The aim of this study was to develop a technique to analyze the crystalline and particulate morphology of highly disperse complex metal and metalloid oxides, which include both crystalline and amorphous phases, using X-ray diffraction (XRD) data to compute crystallite size distributions (CSD) compared to the particles size distribution functions estimated from high-resolution transmission electron microscopy (TEM) images treated with specific software.

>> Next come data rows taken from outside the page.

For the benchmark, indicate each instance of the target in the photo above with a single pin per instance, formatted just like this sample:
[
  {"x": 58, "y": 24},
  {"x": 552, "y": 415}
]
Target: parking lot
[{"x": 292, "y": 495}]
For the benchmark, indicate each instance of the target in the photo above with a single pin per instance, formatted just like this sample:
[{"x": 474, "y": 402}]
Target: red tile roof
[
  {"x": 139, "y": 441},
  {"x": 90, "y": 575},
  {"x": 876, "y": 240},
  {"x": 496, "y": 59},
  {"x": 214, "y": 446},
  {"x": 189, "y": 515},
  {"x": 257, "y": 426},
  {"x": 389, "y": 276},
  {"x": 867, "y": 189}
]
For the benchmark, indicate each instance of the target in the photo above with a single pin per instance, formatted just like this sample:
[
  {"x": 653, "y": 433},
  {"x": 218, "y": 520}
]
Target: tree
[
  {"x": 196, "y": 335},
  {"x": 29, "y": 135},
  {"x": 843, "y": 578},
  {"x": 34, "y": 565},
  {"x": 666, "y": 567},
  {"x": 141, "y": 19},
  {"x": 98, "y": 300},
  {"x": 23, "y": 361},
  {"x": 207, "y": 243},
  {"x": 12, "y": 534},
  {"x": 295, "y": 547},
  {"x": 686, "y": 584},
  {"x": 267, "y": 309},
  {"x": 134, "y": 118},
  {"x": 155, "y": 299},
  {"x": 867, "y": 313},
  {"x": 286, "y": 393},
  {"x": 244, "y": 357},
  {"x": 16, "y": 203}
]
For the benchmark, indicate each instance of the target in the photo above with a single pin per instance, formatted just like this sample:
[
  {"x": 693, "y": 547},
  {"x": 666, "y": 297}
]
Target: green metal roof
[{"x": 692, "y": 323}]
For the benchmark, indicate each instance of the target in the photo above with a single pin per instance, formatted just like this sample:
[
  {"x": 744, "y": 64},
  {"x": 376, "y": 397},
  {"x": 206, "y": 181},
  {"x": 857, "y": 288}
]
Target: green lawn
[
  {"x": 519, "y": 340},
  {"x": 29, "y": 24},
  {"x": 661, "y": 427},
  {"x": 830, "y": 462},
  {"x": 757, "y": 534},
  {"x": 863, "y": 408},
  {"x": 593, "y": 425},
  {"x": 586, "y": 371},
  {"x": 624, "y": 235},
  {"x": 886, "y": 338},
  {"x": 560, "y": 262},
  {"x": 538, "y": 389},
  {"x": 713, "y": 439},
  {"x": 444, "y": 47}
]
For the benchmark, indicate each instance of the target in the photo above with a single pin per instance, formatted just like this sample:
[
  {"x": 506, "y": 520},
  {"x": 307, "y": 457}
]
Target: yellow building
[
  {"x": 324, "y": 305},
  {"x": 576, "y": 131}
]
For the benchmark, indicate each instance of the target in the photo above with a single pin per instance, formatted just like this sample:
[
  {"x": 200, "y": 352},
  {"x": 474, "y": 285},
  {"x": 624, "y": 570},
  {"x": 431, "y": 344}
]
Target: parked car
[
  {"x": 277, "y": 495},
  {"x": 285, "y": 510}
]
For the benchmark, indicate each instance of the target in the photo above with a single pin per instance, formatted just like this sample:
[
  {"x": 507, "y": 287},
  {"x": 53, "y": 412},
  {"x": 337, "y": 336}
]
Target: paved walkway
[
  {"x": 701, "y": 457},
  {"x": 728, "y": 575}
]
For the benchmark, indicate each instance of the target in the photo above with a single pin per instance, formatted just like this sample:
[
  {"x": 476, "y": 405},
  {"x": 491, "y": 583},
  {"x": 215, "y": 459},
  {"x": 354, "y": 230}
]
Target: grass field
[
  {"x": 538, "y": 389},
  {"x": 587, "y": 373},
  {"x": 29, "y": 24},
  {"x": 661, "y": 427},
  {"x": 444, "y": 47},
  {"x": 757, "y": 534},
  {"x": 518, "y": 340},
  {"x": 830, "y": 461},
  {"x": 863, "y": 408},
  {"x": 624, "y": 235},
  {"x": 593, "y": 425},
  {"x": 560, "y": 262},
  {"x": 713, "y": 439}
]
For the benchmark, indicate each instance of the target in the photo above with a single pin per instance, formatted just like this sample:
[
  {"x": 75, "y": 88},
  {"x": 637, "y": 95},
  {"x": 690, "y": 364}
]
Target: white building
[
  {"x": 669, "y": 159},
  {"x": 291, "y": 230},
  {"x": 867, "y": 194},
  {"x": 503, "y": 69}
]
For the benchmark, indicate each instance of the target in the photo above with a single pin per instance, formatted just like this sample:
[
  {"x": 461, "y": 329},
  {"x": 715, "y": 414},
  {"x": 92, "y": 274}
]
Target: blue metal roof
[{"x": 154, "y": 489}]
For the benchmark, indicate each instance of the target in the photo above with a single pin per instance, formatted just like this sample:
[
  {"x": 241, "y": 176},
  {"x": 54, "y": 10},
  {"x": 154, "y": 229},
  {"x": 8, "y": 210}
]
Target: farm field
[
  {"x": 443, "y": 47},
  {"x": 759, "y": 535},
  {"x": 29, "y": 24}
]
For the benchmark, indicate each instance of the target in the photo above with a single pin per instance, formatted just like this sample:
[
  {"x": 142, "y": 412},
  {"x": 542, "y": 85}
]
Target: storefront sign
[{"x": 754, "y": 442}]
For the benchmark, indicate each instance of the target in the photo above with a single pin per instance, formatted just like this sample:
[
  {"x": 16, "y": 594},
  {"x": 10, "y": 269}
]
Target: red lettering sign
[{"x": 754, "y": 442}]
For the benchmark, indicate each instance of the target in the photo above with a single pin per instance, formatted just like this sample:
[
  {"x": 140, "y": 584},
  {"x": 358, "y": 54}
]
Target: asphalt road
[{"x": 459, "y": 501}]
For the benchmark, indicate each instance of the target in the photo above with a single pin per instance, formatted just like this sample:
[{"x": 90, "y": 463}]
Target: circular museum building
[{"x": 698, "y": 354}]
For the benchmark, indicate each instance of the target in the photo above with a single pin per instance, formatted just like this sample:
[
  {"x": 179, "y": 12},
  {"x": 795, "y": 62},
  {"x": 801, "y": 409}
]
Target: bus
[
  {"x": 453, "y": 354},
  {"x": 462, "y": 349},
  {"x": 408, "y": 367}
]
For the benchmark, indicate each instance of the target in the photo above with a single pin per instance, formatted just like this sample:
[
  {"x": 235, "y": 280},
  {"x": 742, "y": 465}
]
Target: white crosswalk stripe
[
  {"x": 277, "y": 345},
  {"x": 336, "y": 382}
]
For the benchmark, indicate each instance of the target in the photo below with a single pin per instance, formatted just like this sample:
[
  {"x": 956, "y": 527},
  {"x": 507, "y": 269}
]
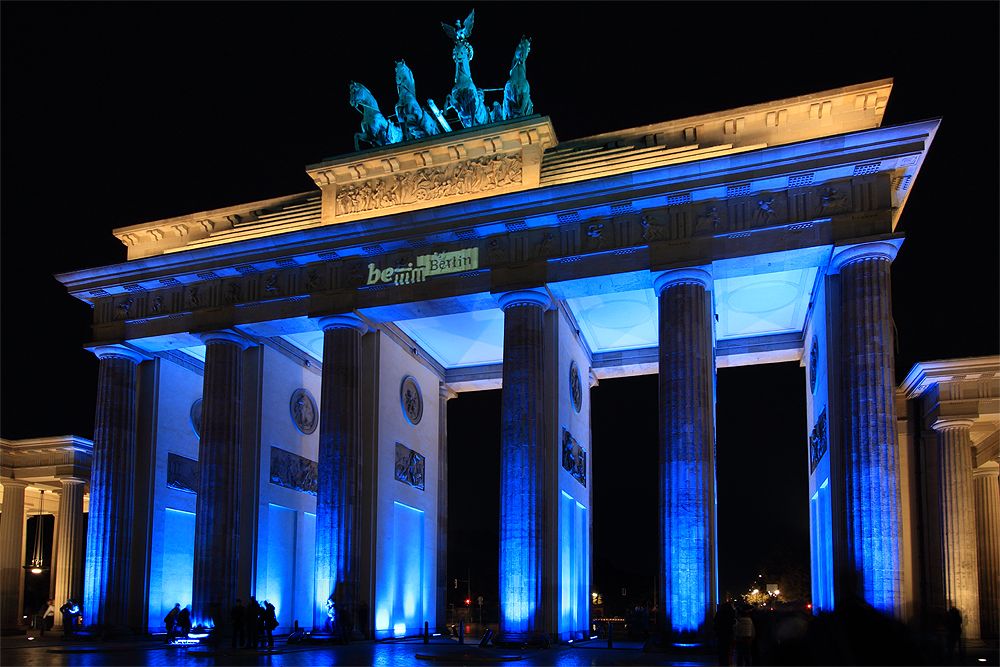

Two versions of the XRD treatment methods were used: (i) full profile analysis (FPA) of whole XRD patterns with a self-consistent regularization (SCR) procedure using models for spherical and lamellar crystallites that allows us to estimate relative contributions of crystallites of different shapes; and (ii) analysis of main pure XRD lines with consideration of corrections on an instrumental line profile and background using a regularization procedure with models of spherical or lamellar crystallites. The XRD and TEM based approaches were tested to analyze the crystalline and particulate morphology of various disperse materials: complex (binary and ternary) fumed oxides with silica/alumina, silica/titania, and alumina/silica/titania including crystalline alumina and titania and amorphous silica; nanocomposites CeO₂–ZrO₂/SiO₂ (10 : 10 : 80 wt.%) and TiO₂–ZrO₂/SiO₂ (10 : 10 : 80 wt.%) including crystalline and amorphous phases and synthesized using a liquid-phase method and fumed silica A–300 as a substrate; and natural clays of complex composition including several crystalline phases. Obtained results show that the developed approaches to analyze the XRD patterns could be effectively used to compute the CSD in parallel with TEM image treatments, using specific software, for a deeper insight into crystalline and particulate morphology of various disperse materials.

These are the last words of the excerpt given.